In order to have a better understanding of how the individual parameters affect the output intensity distribution, let us look at the asymptotic exceedance probability for the thermal case in the absence of detection noise (σ2 = 0)50:

$${{{{{{{\bf{P}}}}}}}}\left({I}_{{{{{{{{\rm{OUT}}}}}}}}} > x\right)= \,{\left[{e}^{-\frac{{\sigma }_{1}^{2}}{\mu }}\cdot \frac{4x}{K}\right]}^{-\frac{1}{2\mu }}\\ \times \left[1-\frac{K}{4x\mu }+{{{{{{{\mathcal{O}}}}}}}}\left({x}^{-2}\right)\right].$$

This shows that the decay exponent is solely determined by the mean input intensity, whereas \({x}_{0}=K\cdot {e}^{{\sigma }_{1}^{2}/\mu }/4\) is a scaling factor.

This model can, of course, be further refined, but we were interested in the simplest version able to describe the observed process. This simplest version has five parameters: ϑ = (μ, l, K, σ1, σ2).
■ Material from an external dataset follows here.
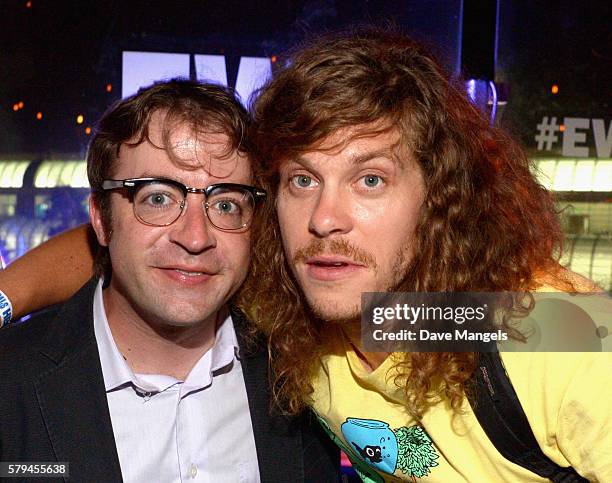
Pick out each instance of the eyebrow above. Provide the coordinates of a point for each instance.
(359, 158)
The tail exponent of the output of this model is α = (2μ)−1 for the thermal, and α = (4μ)−1 for the BSV case.

The advantage of the model defined by (5) is that its density and distribution functions can be calculated semi-analytically. This gives us the opportunity to relatively easily perform a conditional (only observations below a pre-specified limit M are taken into account) maximum likelihood fit of its parameters. After the parameters are estimated, a simple binomial test can be performed to determine whether the fit should be rejected or not (further details of the method are discussed in Supplementary Note 1).